Writing has laws of perspective, of light and shade, just as painting does, or music. If you are born knowing them, fine. If not, learn them. Then rearrange the rules to suit yourself.
A good novel tells us the truth about its hero; but a bad novel tells us the truth about its author.
The fact is, I don’t know where my ideas come from. Nor does any writer. The only real answer is to drink way too much coffee and buy yourself a desk that doesn’t collapse when you beat your head against it.
Every writer with half a brain knows to surround himself or herself with editors who are smarter, far more articulate and infinitely better looking.
Critics are people who sit on the mountaintop and look down on the battlefield. When the fighting is finished, they take it upon themselves to come down from the mountain and shoot the survivors.
Editor: A person employed by a newspaper, whose business it is to separate the wheat from the chaff, and to see that the chaff is printed.

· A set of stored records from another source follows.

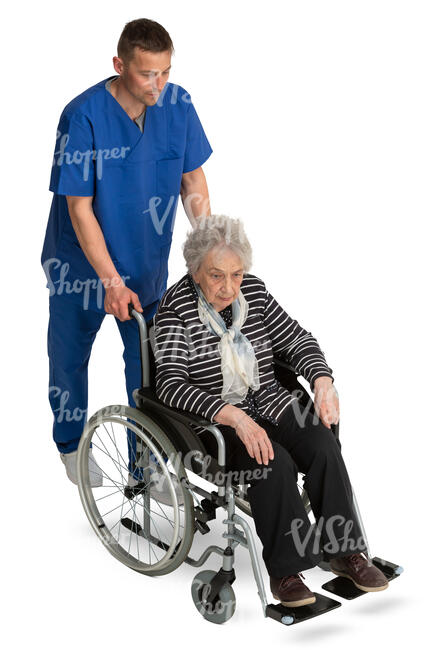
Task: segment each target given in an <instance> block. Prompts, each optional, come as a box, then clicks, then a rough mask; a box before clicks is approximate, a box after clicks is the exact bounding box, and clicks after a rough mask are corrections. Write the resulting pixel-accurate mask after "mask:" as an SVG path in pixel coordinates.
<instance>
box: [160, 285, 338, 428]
mask: <svg viewBox="0 0 425 650" xmlns="http://www.w3.org/2000/svg"><path fill="white" fill-rule="evenodd" d="M241 291H242V293H243V295H244V296H245V299H246V300H247V302H248V306H249V311H248V316H247V319H246V321H245V323H244V325H243V326H242V329H241V331H242V333H243V334H245V336H246V337H247V338H248V339H249V340H250V342H251V344H252V346H253V348H254V351H255V354H256V357H257V360H258V370H259V375H260V388H259V390H258V391H255V392H254V393H253V396H254V400H255V404H256V405H257V408H258V410H259V412H260V413H261V414H262V415H263V416H264V417H266V418H267V419H269V420H271V421H272V422H275V423H278V422H279V419H280V418H281V417H282V414H283V412H284V410H285V408H286V407H287V406H288V405H289V404H290V402H292V401H294V400H295V399H296V397H295V396H294V395H291V393H289V391H288V390H287V389H286V388H284V387H283V386H281V385H280V384H279V382H278V381H277V379H276V377H275V374H274V369H273V357H275V356H276V357H279V358H281V359H283V360H284V361H286V362H287V363H290V364H291V365H292V366H294V368H295V369H296V370H297V372H299V373H300V375H302V376H303V377H305V379H306V380H307V381H308V382H309V384H310V387H311V388H312V389H313V386H314V381H315V380H316V379H317V377H320V376H327V377H331V378H332V379H333V377H332V369H331V368H329V366H328V365H327V363H326V360H325V357H324V354H323V352H322V350H321V349H320V347H319V344H318V342H317V340H316V339H315V338H314V337H313V336H312V334H311V333H310V332H307V331H306V330H305V329H303V328H302V327H301V325H300V324H299V323H298V322H297V321H296V320H294V319H293V318H291V317H290V316H289V315H288V314H287V313H286V312H285V310H284V309H283V308H282V307H281V306H280V305H279V304H278V303H277V301H276V300H275V299H274V298H273V296H272V295H271V294H270V293H269V292H268V291H267V289H266V286H265V284H264V282H263V281H262V280H260V279H259V278H257V277H256V276H255V275H252V274H249V273H246V274H244V278H243V280H242V283H241ZM154 328H155V330H154V331H155V361H156V366H157V371H156V392H157V396H158V398H159V399H160V400H161V401H163V402H164V403H165V404H167V405H168V406H171V407H174V408H180V409H184V410H187V411H191V412H192V413H196V414H198V415H201V416H202V417H204V418H205V419H207V420H209V421H210V422H214V416H215V415H216V414H217V413H218V412H219V411H220V410H221V409H222V408H223V406H225V404H226V402H225V401H223V400H222V399H221V391H222V387H223V381H222V374H221V358H220V355H219V351H218V343H219V341H220V338H219V336H217V335H215V334H212V333H211V332H210V331H209V330H208V329H207V327H206V326H205V325H203V324H202V323H201V321H200V319H199V316H198V305H197V300H196V298H195V297H194V295H193V293H192V291H191V288H190V281H189V276H188V275H185V276H184V277H183V278H182V279H181V280H179V282H177V283H176V284H174V285H173V286H172V287H170V288H169V289H168V290H167V291H166V292H165V294H164V296H163V297H162V300H161V303H160V305H159V307H158V311H157V313H156V315H155V317H154ZM236 406H238V407H239V408H241V409H243V410H245V411H247V410H248V403H247V400H244V401H243V402H240V403H238V404H236Z"/></svg>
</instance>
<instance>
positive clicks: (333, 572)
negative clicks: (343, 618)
mask: <svg viewBox="0 0 425 650" xmlns="http://www.w3.org/2000/svg"><path fill="white" fill-rule="evenodd" d="M329 566H330V568H331V570H332V572H333V573H335V575H337V576H342V577H343V578H349V579H350V580H352V581H353V582H354V584H355V585H356V587H357V588H358V589H361V590H362V591H382V590H383V589H386V588H387V587H388V580H387V579H386V577H385V575H384V574H383V573H382V571H381V570H380V569H378V567H376V566H375V565H374V564H369V563H368V561H367V559H366V558H365V557H364V556H363V555H362V554H361V553H353V554H352V555H346V556H345V557H335V558H332V559H331V560H330V561H329Z"/></svg>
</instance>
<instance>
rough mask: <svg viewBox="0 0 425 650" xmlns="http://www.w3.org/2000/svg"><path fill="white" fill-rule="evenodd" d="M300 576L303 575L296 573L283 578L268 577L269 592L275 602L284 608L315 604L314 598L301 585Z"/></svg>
mask: <svg viewBox="0 0 425 650" xmlns="http://www.w3.org/2000/svg"><path fill="white" fill-rule="evenodd" d="M300 576H301V577H302V578H304V576H303V574H302V573H300V574H298V573H296V574H295V575H292V576H285V577H284V578H273V577H272V576H270V590H271V592H272V594H273V596H274V598H277V600H280V602H281V603H282V605H285V606H286V607H301V606H302V605H310V604H311V603H315V602H316V596H315V595H314V594H313V592H312V591H310V589H309V588H308V587H307V586H306V585H305V584H304V583H303V581H302V580H301V578H300Z"/></svg>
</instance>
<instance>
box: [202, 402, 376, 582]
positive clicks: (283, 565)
mask: <svg viewBox="0 0 425 650" xmlns="http://www.w3.org/2000/svg"><path fill="white" fill-rule="evenodd" d="M297 411H298V413H297ZM296 413H297V415H296ZM301 416H302V417H300V412H299V409H297V406H295V408H293V403H291V404H290V405H289V407H287V409H285V411H284V414H283V417H282V419H281V420H280V422H279V424H278V426H275V425H273V424H271V423H270V422H268V421H266V420H264V419H262V418H259V419H258V420H257V421H258V424H259V425H260V426H261V427H263V428H264V429H265V430H266V431H267V434H268V436H269V438H270V440H271V443H272V446H273V450H274V459H273V460H269V463H268V465H264V464H263V463H262V464H259V463H258V462H257V461H256V459H255V458H251V457H250V456H249V454H248V452H247V450H246V447H245V445H244V444H243V442H242V441H241V440H240V438H239V437H238V436H237V435H236V432H235V430H234V429H233V428H232V427H227V426H220V429H221V431H222V433H223V436H224V439H225V442H226V471H231V472H232V476H233V477H235V478H236V477H242V478H244V479H245V480H243V481H241V482H244V483H248V482H249V484H250V486H249V487H248V491H247V496H248V500H249V502H250V505H251V511H252V516H253V519H254V523H255V528H256V531H257V534H258V536H259V538H260V539H261V542H262V544H263V560H264V563H265V565H266V568H267V571H268V573H269V575H272V576H275V577H283V576H286V575H292V574H294V573H299V572H301V571H303V570H306V569H309V568H311V567H313V566H315V565H317V564H318V563H319V562H320V561H321V560H322V559H325V560H329V559H330V558H332V557H338V556H343V555H350V554H351V553H357V552H359V553H360V552H362V551H364V550H365V549H366V547H365V542H364V539H363V537H362V534H361V529H360V526H359V522H358V520H357V517H356V515H355V512H354V508H353V493H352V488H351V484H350V480H349V477H348V473H347V469H346V467H345V463H344V460H343V458H342V455H341V445H340V442H339V440H338V439H337V438H336V437H335V435H334V434H333V432H332V431H331V429H328V428H327V427H325V426H324V424H323V423H322V422H321V421H320V420H319V418H318V417H317V416H313V415H312V414H311V413H308V414H307V413H302V412H301ZM204 442H205V446H206V447H207V450H208V451H209V453H211V454H213V453H214V454H215V455H216V454H217V451H216V450H217V445H216V443H215V442H214V441H212V440H211V439H208V440H207V439H205V440H204ZM210 445H211V447H210ZM213 449H214V451H213ZM254 470H257V473H256V474H255V473H254ZM236 472H237V473H238V474H236ZM298 472H301V473H303V474H304V475H305V476H304V485H303V487H304V488H305V490H306V492H307V494H308V497H309V500H310V504H311V509H312V511H313V514H314V517H315V522H314V523H313V524H312V523H310V521H309V518H308V516H307V512H306V510H305V507H304V504H303V502H302V499H301V495H300V491H299V489H298V485H297V480H298ZM250 477H251V478H252V480H251V479H250ZM246 479H249V480H246ZM322 553H323V555H322Z"/></svg>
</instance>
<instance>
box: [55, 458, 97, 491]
mask: <svg viewBox="0 0 425 650" xmlns="http://www.w3.org/2000/svg"><path fill="white" fill-rule="evenodd" d="M60 457H61V460H62V462H63V464H64V465H65V467H66V474H67V476H68V478H69V480H70V481H71V482H72V483H75V485H78V480H77V450H75V451H71V453H70V454H62V453H61V454H60ZM89 478H90V485H91V487H100V486H101V485H103V474H102V470H101V469H100V467H99V465H98V464H97V463H96V461H95V459H94V456H93V452H92V450H91V449H89Z"/></svg>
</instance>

The most valuable of all talents is that of never using two words when one will do.
Socially, a journalist fits in somewhere between a whore and a bartender. But spiritually he stands beside Galileo. He knows the world is round.

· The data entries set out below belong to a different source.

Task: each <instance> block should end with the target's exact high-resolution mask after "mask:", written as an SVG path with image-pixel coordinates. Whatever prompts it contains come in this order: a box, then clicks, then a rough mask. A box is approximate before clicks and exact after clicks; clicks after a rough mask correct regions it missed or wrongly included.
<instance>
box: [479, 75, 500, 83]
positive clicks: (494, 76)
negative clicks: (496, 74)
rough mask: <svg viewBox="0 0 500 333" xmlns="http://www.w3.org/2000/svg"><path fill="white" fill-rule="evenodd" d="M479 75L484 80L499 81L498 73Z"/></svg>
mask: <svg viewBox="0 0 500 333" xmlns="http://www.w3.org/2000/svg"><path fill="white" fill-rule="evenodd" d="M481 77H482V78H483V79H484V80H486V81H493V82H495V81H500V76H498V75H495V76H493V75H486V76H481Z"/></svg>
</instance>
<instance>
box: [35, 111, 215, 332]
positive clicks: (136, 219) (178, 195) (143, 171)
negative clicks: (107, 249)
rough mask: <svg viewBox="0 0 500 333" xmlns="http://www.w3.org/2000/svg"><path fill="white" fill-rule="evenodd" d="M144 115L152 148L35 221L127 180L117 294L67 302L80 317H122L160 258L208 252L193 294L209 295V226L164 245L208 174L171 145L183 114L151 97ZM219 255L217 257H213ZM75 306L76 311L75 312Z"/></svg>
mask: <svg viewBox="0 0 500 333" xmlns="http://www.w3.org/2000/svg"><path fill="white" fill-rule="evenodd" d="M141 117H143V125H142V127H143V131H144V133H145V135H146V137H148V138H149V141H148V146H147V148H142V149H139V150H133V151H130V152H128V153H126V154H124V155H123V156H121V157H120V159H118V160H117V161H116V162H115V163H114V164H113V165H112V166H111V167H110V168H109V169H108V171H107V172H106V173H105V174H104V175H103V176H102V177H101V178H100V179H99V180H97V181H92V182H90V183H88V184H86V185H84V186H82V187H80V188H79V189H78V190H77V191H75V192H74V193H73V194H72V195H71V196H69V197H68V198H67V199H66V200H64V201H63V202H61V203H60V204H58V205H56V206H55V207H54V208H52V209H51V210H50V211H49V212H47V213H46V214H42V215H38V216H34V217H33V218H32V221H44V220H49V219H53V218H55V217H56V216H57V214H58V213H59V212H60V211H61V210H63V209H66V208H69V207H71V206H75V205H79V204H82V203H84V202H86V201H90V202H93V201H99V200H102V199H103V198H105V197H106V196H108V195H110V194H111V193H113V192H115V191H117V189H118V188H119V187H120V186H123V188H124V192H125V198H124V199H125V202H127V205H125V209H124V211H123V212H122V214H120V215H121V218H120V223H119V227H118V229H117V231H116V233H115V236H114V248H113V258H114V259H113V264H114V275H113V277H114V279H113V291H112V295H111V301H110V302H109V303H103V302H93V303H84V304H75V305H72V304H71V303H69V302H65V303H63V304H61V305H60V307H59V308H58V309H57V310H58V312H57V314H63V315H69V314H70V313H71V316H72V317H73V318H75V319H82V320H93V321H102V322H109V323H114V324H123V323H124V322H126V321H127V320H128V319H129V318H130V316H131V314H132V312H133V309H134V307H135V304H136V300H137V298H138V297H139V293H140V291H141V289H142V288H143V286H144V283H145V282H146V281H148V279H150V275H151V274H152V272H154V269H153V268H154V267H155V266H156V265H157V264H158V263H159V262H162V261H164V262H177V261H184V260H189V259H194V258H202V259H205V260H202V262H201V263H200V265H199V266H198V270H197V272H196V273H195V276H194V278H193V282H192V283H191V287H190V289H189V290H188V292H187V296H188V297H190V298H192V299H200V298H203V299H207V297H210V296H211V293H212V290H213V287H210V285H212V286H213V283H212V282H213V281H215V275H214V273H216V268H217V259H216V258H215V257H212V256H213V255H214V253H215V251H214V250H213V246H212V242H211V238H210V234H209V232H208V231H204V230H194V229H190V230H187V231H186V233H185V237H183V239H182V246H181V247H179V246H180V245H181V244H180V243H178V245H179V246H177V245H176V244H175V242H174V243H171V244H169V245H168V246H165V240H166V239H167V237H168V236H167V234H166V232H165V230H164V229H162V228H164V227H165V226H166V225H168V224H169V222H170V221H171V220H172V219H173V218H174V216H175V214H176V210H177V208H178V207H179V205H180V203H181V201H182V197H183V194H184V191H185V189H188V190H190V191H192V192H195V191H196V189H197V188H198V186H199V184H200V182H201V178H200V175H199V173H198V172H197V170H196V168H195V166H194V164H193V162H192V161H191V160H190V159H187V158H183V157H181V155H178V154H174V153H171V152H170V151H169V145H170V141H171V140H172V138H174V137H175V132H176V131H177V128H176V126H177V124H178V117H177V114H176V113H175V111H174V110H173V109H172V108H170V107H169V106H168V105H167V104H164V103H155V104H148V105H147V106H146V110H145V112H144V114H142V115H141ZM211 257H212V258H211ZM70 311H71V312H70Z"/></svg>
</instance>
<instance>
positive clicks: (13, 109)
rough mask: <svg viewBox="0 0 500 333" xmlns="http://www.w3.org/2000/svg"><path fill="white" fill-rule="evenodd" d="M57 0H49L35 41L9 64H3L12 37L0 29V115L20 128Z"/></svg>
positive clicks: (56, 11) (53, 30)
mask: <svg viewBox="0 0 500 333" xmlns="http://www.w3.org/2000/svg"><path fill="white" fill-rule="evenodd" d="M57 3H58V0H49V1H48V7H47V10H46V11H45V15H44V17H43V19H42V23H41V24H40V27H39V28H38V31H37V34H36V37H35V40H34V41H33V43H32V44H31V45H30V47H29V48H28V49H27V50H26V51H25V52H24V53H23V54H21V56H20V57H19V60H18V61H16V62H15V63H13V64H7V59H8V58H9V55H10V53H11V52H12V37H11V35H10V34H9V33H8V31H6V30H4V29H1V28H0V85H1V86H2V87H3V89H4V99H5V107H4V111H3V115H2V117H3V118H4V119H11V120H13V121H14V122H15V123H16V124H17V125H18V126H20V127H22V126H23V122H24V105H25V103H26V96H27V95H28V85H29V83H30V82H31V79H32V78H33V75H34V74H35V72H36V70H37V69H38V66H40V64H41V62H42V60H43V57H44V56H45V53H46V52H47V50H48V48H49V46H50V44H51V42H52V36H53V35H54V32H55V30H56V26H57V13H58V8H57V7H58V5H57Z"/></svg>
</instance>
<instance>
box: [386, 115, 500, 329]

Books aren’t written, they’re rewritten. Including your own. It is one of the hardest things to accept, especially after the seventh rewrite hasn’t quite done it.
Ever heard of a carpenter not going to work because he has “carpenter’s block”? If a writer can’t write, it’s because he doesn’t really want to, he isn’t ready to get it on paper or he’s just plain lazy.
No one can write decently who is distrustful of the reader’s intelligence or whose attitude is patronizing.
If one cannot enjoy reading a book over and over again, there is no use in reading it at all.
Keep a small can of WD-40 on your desk — away from any open flames — to remind yourself that if you don’t write daily, you will get rusty.